Description
This Easy Vegan Strawberry Cheesecake is a luscious and creamy dessert that combines a crunchy biscuit crust with a smooth vegan cream cheese filling and a vibrant strawberry curd topping. Perfect for those seeking a dairy-free, plant-based treat, this no-bake cheesecake can be prepared ahead and chilled until set, making it an ideal dessert for any occasion.
Ingredients
Scale
Strawberry Curd
- 1 batch (450g) vegan strawberry curd (prep-ahead option)
Crust
- 140 g lotus biscoff cookies or other vegan cookies
- 45 g unsalted vegan butter (block-style)
- ½ teaspoon sea salt
Filling
- 150 g cashews (soaked ahead of time)
- 300 g vegan cream cheese
- 80 g vegan Greek-style yogurt
- 1 teaspoon vanilla extract
- 2 tablespoons agave syrup
Topping
- Remaining vegan strawberry curd from the batch
Instructions
- Prepare: Make the vegan strawberry curd up to 2 days ahead and refrigerate it until ready to use. Soak 150 g of cashews in water for 4 hours; alternatively, quick-soak them in boiled water for 30 minutes. Line a 9-inch loaf pan with parchment paper, covering the base and sides for easy removal.
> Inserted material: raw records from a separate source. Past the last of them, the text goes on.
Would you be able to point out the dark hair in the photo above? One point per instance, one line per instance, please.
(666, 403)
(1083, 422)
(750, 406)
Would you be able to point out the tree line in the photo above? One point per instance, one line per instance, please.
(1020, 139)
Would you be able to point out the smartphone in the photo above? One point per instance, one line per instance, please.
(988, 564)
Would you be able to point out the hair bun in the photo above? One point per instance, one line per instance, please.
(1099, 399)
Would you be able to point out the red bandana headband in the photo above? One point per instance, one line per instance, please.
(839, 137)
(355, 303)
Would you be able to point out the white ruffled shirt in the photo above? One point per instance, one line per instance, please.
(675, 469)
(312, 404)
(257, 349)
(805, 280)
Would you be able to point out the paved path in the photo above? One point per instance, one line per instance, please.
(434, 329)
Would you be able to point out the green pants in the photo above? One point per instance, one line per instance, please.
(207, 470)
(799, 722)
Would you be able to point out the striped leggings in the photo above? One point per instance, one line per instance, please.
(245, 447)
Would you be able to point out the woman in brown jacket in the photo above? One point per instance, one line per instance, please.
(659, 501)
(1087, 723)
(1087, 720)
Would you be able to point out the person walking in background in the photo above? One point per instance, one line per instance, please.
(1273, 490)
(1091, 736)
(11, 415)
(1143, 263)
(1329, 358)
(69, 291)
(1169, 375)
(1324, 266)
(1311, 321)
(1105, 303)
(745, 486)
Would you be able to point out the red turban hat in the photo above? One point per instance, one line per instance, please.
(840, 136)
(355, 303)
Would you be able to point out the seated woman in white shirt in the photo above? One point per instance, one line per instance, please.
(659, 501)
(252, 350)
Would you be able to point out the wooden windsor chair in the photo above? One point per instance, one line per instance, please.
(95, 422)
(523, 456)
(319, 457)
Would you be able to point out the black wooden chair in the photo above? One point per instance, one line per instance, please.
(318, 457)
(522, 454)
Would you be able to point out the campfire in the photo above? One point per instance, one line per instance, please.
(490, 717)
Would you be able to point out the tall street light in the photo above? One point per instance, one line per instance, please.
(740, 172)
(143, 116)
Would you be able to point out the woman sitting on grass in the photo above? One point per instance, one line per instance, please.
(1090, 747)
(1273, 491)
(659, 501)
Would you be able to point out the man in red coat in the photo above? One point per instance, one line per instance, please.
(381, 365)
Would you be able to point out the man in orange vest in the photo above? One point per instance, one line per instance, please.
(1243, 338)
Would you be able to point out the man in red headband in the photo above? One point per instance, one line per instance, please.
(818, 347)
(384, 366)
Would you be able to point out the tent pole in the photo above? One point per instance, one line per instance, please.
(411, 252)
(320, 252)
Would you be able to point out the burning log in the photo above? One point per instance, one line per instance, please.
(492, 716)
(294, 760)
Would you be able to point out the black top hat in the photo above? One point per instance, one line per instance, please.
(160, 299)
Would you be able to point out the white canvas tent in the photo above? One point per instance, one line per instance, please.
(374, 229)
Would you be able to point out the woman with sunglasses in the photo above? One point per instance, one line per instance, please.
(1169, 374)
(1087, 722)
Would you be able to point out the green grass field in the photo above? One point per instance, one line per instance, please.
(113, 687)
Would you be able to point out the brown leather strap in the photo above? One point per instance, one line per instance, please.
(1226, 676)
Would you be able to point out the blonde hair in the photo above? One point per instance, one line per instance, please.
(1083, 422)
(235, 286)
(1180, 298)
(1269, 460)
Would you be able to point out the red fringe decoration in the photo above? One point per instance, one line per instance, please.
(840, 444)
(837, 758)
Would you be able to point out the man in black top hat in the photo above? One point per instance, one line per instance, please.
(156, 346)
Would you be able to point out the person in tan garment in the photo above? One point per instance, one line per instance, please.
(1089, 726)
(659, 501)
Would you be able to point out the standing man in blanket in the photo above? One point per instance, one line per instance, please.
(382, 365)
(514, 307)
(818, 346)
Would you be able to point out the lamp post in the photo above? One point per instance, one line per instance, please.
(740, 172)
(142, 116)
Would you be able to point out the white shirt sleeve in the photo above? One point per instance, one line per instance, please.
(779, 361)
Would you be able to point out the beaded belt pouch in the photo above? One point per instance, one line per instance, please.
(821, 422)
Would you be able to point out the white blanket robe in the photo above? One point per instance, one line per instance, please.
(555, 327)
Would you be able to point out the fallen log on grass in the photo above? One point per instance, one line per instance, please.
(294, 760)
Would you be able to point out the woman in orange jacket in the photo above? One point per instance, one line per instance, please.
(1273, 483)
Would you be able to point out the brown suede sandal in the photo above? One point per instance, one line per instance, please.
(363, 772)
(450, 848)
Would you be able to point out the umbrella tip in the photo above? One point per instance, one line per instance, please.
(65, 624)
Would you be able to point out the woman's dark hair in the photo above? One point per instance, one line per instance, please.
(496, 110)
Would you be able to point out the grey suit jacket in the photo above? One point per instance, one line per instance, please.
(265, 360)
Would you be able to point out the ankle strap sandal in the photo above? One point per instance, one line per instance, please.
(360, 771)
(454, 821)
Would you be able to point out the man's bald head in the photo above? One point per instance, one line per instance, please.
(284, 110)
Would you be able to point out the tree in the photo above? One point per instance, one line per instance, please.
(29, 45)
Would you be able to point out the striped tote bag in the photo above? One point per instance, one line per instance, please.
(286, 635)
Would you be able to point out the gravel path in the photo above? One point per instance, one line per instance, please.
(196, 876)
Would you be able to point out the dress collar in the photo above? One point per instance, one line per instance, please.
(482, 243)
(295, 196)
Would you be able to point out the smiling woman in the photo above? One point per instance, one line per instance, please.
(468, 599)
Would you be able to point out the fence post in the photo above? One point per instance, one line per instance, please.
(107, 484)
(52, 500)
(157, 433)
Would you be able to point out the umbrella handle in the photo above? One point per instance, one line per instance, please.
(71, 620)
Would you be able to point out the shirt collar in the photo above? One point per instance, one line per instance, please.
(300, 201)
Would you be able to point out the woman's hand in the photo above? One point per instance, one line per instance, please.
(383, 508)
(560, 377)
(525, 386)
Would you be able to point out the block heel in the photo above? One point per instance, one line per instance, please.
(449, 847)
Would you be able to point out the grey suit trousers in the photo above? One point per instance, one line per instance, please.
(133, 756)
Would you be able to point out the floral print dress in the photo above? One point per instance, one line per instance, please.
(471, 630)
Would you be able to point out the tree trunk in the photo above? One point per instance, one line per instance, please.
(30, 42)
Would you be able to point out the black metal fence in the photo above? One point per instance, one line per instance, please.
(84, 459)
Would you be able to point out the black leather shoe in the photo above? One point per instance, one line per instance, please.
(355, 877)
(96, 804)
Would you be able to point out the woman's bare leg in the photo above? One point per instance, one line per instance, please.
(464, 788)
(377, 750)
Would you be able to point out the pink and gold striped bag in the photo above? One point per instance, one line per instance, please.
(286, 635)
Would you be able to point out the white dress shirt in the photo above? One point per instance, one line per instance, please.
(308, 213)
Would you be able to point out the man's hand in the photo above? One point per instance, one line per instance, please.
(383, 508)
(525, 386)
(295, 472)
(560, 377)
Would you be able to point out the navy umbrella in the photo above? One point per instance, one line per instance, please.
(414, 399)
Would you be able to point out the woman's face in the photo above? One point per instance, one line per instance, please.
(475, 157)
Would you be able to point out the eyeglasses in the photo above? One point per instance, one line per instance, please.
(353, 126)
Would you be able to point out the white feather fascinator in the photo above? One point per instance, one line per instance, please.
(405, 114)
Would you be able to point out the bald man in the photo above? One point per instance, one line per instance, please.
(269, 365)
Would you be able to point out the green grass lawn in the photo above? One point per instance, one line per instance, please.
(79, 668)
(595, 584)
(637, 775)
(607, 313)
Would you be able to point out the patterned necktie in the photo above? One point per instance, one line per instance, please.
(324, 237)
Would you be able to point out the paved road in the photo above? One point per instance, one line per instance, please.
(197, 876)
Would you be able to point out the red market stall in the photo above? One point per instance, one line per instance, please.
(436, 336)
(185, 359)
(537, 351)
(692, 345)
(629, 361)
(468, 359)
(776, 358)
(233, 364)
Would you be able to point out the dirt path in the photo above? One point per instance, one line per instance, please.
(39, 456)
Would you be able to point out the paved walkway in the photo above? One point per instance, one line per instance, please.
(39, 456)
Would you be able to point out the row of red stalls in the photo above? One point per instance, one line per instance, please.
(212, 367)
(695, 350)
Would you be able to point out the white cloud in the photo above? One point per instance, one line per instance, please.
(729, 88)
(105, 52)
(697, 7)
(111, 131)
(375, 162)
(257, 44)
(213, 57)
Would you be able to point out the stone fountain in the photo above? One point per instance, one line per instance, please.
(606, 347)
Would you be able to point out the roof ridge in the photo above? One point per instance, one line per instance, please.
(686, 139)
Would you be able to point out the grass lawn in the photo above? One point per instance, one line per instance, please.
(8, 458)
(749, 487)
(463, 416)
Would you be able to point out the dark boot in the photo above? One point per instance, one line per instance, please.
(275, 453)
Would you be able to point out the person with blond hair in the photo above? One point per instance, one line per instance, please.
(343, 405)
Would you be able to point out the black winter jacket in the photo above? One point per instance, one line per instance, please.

- Make the crust: Place the lotus biscoff cookies and sea salt into a food processor and pulse until finely ground. Add the vegan butter and process again until the mixture holds together when pressed between your fingers.
- Press the crust: Transfer the crust mixture into the prepared loaf pan, pressing it firmly and evenly across the base to create a compact layer. Refrigerate the crust while preparing the filling.
- Make the filling: In a high-speed blender, combine 150 g (approximately â…“ cup plus 2 tablespoons) of the strawberry curd with soaked cashews, vegan cream cheese, vegan Greek-style yogurt, vanilla extract, and agave syrup. Blend until the mixture is smooth and creamy with no lumps. Pour the filling over the chilled crust and refrigerate for at least 6 hours or overnight until fully set.
- Add the topping: Gently heat the remaining strawberry curd in a saucepan while stirring until it becomes spreadable. Evenly spread the warmed curd over the set cheesecake using an offset spatula or the back of a spoon. Return the cheesecake to the refrigerator for 1 hour or freeze for 30 minutes to set the topping.
- Serving and storage: Use a hot, wet, sharp knife to slice the cheesecake into servings. Store in a covered container in the refrigerator for up to 5 days, or freeze in a freezer-safe container for up to 1 month. To serve after freezing, thaw overnight in the refrigerator.
Notes
- Strawberry curd can be made ahead and kept refrigerated for up to 2 days before using.
- Select vegan cookies for the crust to maintain the recipe’s plant-based status; lotus biscoff are a recommended brand.
- Quick-soaking cashews in boiled water for 30 minutes is an effective alternative to overnight soaking.
- Using an offset spatula will help achieve a smooth, even topping layer.
- Reheating the strawberry curd gently prevents splitting and ensures a smooth spread.